Eliminating the Penalty for Incorrect Responses
Authored by: Carrie Cross, CAS, Chad Buckendahl & Susan Davis-Becker, ACS Ventures, LLC
One of the concerns about multiple choice questions is that candidates can randomly guess and get a correct response. Although true in theory, well-constructed multiple choice questions include a correct response and alternative response options, often called distractors, that represent plausible, but incorrect responses. The plausibility of these incorrect responses is derived from creating distractors that represent common errors that candidates make. As a result, certain distractors will appear more attractive to candidates if they make one of these errors. To try to counteract random guessing, some testing programs have historically assigned a penalty, often 0.25, to discourage candidates from guessing on tests. Prior to March 2016, the SAT, a well-known college admissions test published by The College Board, had such a guessing penalty for multiple choice items. The program eliminated this scoring approach in part because some studies suggested that the policy may have had an unintended effect on the interpretation of examinees’ scores. In contrast, the ACT, another widely used college admissions test, never had a guessing penalty for items on their exam.
A growing body of research on this topic suggests that application of a guessing penalty for multiple choice questions on a test can have differential effects on scores that are related to participants’ risk tolerance (Lang, 2019). This means that the candidate’s test score is changed from purely representing whether they know the material to being influenced by an extraneous factor that psychometricians call “construct irrelevant variance.” To put it another way, a candidate’s risk tolerance is not something the CAS wants to measure.

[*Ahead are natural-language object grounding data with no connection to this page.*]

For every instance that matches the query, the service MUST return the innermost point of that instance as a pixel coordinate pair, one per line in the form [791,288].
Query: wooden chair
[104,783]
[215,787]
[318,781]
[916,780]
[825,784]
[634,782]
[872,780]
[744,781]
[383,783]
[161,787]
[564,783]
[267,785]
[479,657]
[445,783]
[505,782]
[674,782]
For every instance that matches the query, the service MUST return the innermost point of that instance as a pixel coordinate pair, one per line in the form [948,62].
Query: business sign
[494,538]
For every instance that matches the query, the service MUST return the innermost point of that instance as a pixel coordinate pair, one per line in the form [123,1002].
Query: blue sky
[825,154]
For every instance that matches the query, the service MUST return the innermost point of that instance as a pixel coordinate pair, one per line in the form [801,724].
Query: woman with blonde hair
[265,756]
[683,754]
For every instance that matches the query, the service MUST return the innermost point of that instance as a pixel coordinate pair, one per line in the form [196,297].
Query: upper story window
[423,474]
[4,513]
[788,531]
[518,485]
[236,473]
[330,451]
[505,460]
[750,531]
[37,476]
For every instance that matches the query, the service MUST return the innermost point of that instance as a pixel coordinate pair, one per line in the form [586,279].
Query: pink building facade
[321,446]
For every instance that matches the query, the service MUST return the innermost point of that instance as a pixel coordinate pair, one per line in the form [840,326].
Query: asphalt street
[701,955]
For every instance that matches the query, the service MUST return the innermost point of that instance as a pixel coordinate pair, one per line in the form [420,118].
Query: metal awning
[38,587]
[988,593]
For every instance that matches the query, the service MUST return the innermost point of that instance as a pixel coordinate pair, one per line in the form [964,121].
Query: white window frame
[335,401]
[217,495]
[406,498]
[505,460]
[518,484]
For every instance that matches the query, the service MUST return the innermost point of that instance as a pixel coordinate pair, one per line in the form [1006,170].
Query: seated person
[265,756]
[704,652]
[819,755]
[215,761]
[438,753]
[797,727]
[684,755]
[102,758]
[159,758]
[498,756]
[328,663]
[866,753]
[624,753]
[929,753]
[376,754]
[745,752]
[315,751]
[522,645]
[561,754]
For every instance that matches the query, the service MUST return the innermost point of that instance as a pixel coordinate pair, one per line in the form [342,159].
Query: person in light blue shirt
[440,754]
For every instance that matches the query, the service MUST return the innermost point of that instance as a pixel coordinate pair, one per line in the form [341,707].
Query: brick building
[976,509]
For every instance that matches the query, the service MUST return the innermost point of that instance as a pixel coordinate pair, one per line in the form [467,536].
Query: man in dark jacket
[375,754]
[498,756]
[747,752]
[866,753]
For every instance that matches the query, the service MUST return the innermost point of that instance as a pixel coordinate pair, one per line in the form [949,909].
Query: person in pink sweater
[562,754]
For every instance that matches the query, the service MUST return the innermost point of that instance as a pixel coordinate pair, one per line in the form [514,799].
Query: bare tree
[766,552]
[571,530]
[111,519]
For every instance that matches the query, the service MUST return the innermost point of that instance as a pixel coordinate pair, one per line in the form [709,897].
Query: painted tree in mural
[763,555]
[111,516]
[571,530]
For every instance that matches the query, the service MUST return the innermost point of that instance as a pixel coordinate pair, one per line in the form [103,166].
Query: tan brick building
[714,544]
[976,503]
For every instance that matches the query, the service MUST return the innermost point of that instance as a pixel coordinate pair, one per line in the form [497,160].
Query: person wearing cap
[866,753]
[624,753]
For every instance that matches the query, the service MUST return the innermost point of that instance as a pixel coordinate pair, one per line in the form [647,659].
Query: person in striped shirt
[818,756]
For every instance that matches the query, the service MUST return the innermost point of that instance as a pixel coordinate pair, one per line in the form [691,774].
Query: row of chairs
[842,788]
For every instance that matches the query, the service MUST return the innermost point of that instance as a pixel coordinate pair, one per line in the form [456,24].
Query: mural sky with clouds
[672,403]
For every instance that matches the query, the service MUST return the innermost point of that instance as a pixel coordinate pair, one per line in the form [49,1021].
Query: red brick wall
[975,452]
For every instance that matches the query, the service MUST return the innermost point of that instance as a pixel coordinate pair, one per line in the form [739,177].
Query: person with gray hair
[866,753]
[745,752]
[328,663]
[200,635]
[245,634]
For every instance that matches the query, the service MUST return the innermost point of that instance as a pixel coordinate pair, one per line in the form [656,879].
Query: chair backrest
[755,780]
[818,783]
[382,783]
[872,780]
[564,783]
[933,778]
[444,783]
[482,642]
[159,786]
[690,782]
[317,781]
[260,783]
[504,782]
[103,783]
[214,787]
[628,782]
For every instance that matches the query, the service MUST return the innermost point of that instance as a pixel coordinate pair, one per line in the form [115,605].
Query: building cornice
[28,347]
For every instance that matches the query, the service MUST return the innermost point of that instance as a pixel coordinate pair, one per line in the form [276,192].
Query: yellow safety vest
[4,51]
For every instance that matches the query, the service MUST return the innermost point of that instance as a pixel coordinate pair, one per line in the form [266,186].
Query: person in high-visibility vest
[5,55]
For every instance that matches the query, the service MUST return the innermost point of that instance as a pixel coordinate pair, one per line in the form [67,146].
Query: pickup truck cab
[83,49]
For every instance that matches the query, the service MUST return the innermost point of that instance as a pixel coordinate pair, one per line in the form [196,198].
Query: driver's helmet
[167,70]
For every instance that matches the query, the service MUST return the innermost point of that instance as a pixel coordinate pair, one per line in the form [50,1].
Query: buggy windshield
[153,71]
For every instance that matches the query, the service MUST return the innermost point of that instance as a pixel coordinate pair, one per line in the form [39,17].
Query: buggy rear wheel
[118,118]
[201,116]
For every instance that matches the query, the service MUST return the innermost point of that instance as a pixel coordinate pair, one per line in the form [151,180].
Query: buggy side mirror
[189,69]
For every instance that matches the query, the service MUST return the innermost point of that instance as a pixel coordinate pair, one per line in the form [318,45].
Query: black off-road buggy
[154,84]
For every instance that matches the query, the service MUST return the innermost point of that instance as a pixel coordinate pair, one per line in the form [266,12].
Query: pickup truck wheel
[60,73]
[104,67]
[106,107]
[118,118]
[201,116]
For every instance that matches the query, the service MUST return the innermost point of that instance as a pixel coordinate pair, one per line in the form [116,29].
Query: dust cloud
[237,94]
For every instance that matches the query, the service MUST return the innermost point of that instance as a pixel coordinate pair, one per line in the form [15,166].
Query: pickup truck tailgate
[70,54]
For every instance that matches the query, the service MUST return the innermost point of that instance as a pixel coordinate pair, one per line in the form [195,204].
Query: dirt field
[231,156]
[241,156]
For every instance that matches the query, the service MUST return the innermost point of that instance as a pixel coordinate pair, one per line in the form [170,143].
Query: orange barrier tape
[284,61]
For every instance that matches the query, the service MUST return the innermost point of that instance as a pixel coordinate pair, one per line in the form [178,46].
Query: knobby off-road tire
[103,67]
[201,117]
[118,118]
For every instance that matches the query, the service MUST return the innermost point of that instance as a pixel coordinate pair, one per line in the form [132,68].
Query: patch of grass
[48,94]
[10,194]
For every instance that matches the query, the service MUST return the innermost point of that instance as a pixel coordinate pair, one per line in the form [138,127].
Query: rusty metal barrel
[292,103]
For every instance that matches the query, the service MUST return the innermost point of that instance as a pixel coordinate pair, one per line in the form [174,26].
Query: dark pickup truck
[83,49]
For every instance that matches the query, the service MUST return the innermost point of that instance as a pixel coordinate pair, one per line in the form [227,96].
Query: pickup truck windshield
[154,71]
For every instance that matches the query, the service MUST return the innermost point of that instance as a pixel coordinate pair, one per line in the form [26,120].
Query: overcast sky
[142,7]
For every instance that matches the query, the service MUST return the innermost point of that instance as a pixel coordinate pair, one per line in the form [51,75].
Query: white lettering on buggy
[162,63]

A related concern is that although this scoring approach may be characterized as a guessing penalty, it is not clear if candidates are randomly guessing or if distractors representing common errors are providing information on where there are misconceptions within the candidate population. For example, Budescu and Bar-Hillel (1993) describe how including a correction for guessing could work in theory, but candidates are often mis-calibrated on what they do and do not understand. This miscalibration often leads candidates who are less risk averse to guess more on items they do not actually know; and candidates who are more risk-averse to omit more items they might have answered correctly.
Differences in guessing behavior become more apparent across genders and cultures. To illustrate, Coffman and Klinowski (2020) evaluated the effect of a policy change that removed guessing penalties on a national college entry exam in Chile. After removing these penalties, there was a large reduction in the gender gap when comparing the number of items that were omitted on the test. There was also a narrowing of the gender gaps in performance on math, social studies, and science exams. Extending this concept to the CAS exams means that removing the guessing penalty scoring practice could help reduce any potential differences that may be currently observed within the CAS population of test-takers.
References
Budescu, D., and Bar-Hillel, M. (1993). To Guess or Not to Guess: A Decision-Theoretic View of Formula Scoring. JEM, 30(4), 277-291. https://doi.org/10.1111/j.1745-3984.1993.tb00427.x
Coffman, K. B., and Klinowski, D. (2020). The Impact of penalties for wrong answers on the gender gap in test scores. PNAS, 117(16), 8794-8803. https://doi.org/10.1073/pnas.1920945117
Lang, D. (2019). Strategic Omission and Risk Aversion: A Bias-Reliability Tradeoff [Paper presentation]. International Conference on Learning Analytics & Knowledge, Tempe, AZ. https://files.eric.ed.gov/fulltext/ED594761.pdf
An example of the dumbing down of the CAS.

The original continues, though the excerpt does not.